Betrayed and stigmatized
A woman's Struggle with HIV
Source: NATIONAL Monday November 29, 2004
Jamaica- She was a devoted mother and wife who was not only committed to her
marriage and family but was also a dedicated Christian. Three years ago, her
happy and normal life was shattered, when her husband of 11 years revealed his
dreadful secret.
He had AIDS.
Meet Kate (not her real name), a 33-year-old mother of four who is HIV positive.
Looking at her, she doesn't look ill but she tells a story of betrayal, pain,
stigma and discrimination.
"In 2001, I learnt that I am positive not because 1 was running up and down, I
was happily married, devoted my life to God and my husband and children but that
is when I learnt about my downfall," she said.
Kate said that her husband only told her of his illness after he was diagnosed
with AIDS.
"When he told me and I looked at my four children and me seh me a go dead lef.
the big one, because she was not his child and the children (the other three) me
bear fi him that simply mean seh dem have it too and me have it," she recalled.
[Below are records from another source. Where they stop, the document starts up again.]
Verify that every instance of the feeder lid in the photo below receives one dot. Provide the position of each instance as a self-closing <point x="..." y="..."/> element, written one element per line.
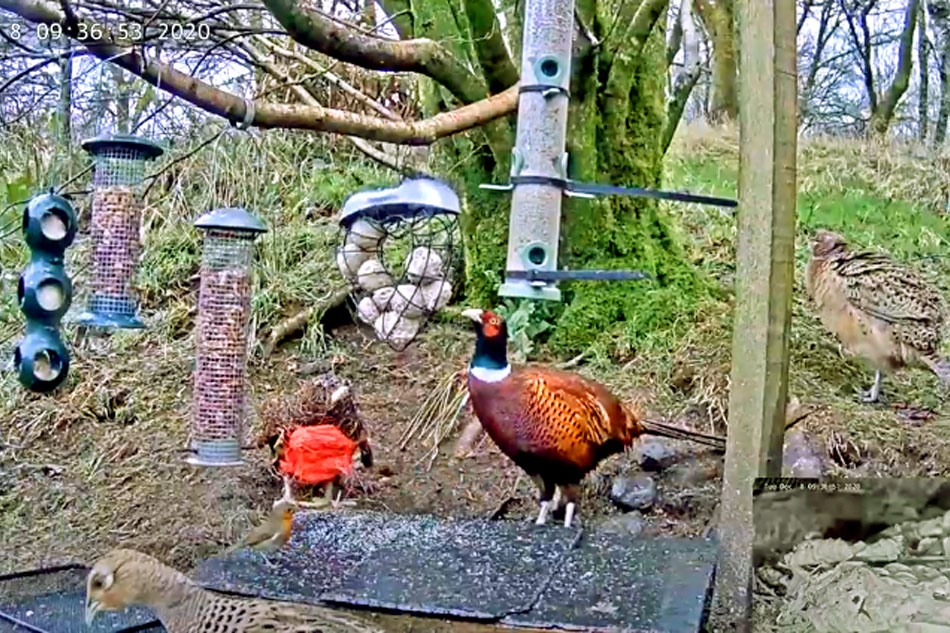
<point x="104" y="142"/>
<point x="414" y="196"/>
<point x="233" y="218"/>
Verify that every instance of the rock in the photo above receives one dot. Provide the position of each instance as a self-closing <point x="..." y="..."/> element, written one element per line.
<point x="627" y="524"/>
<point x="372" y="275"/>
<point x="408" y="301"/>
<point x="803" y="457"/>
<point x="655" y="455"/>
<point x="350" y="258"/>
<point x="423" y="265"/>
<point x="437" y="294"/>
<point x="633" y="493"/>
<point x="368" y="310"/>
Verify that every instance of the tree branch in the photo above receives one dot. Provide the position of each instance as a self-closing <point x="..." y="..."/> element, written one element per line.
<point x="881" y="117"/>
<point x="629" y="47"/>
<point x="490" y="46"/>
<point x="270" y="115"/>
<point x="686" y="79"/>
<point x="342" y="42"/>
<point x="308" y="98"/>
<point x="330" y="77"/>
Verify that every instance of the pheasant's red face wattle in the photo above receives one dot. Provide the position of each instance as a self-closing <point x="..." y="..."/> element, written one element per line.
<point x="491" y="324"/>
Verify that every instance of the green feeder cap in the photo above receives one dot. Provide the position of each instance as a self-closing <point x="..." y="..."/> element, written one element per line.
<point x="141" y="147"/>
<point x="231" y="219"/>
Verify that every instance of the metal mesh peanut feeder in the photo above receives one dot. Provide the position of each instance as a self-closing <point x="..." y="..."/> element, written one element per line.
<point x="116" y="217"/>
<point x="224" y="304"/>
<point x="398" y="251"/>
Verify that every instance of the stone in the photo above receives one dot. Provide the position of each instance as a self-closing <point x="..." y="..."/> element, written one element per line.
<point x="655" y="455"/>
<point x="802" y="456"/>
<point x="633" y="493"/>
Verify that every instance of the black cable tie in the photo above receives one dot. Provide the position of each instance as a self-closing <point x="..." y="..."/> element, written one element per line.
<point x="545" y="89"/>
<point x="578" y="275"/>
<point x="596" y="189"/>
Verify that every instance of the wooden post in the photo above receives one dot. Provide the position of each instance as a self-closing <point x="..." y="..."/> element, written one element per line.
<point x="764" y="282"/>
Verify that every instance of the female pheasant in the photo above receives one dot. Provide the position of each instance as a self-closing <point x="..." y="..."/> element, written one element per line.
<point x="880" y="310"/>
<point x="124" y="578"/>
<point x="555" y="425"/>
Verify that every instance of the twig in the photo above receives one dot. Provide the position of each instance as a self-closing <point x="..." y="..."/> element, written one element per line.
<point x="299" y="321"/>
<point x="574" y="361"/>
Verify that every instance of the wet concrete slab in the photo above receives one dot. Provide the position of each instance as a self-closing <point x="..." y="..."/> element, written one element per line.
<point x="511" y="573"/>
<point x="642" y="584"/>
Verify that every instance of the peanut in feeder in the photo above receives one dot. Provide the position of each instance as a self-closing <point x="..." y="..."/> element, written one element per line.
<point x="116" y="216"/>
<point x="398" y="253"/>
<point x="224" y="303"/>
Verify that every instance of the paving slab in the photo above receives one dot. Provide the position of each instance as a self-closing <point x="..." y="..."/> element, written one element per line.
<point x="411" y="563"/>
<point x="512" y="572"/>
<point x="54" y="602"/>
<point x="630" y="585"/>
However, the blood tests showed that her four children were not positive. Her
happiness was only short lived because after turning to her church for support
she was instead rejected.
"You have somebody whose mouth is not fi dem. They go out and they talk it. Then
the crowd began to roll in one by one and two by two and everybody come to see
the 'AIDS girl, the AIDS man and the AIDS pickney dem' that triggered
off my husband and he died within one week," she said.
FELT LIKE GIVING UP
She was left behind to bear the pain.
"It is so unbearable. There are times that I felt like giving up. There are
times that I feel like I can't take it any longer. People would see me and think
that I am alright but I am not O.K," she said.
She faced discrimination bravely but it became unbearable for her children. Her
eldest child, she said, who always did well in school began to fail because she
too was traumatized. "There were times my children could not walk in peace. They
would point them out and say, 'the AIDS children'."
Her youngest child was turned out of school, "the principal told me that she
could not accept my child in school because 'the parents seh', but I said to her
my child is not infected but she only said, 'the parents dem seh'. That was
(another) strain for me," she said.
Her landlord also gave her notice because he also found out that she was HIV
positive.
"My family isn't there
either I want them to be there for me. Not financially, but to show me a little
bit of love, to accept me for who I am," she said as the tears flowed.
Kate also lost her job recently after her employer found out about her HIV
status. She is now unable to meet the family's basic needs.
"Even couple weeks aback, I felt like I was going mad when my child's CXC was to
be paid. When I saw my daughter sit at her bedside, 15 years of age, and I just
felt it, I just know that she was saying... 'if my mother was not sick...' I
know that my mother would have worked for it for me," she said.
Her advice to the public is, "be loving and kind to those who you know are
infected, it is not so much as money we want but for somebody to be there to
show us how much we care. To be there for the children, to help them, to hug
them. Even today, people stigmatize my children."
The struggle continues though for Kate. Her greatest wish is to, "live to see my
youngest child (now six years old) reach her 16th birthday. I am asking God to
give me strength to let me live to see her 16th birthday."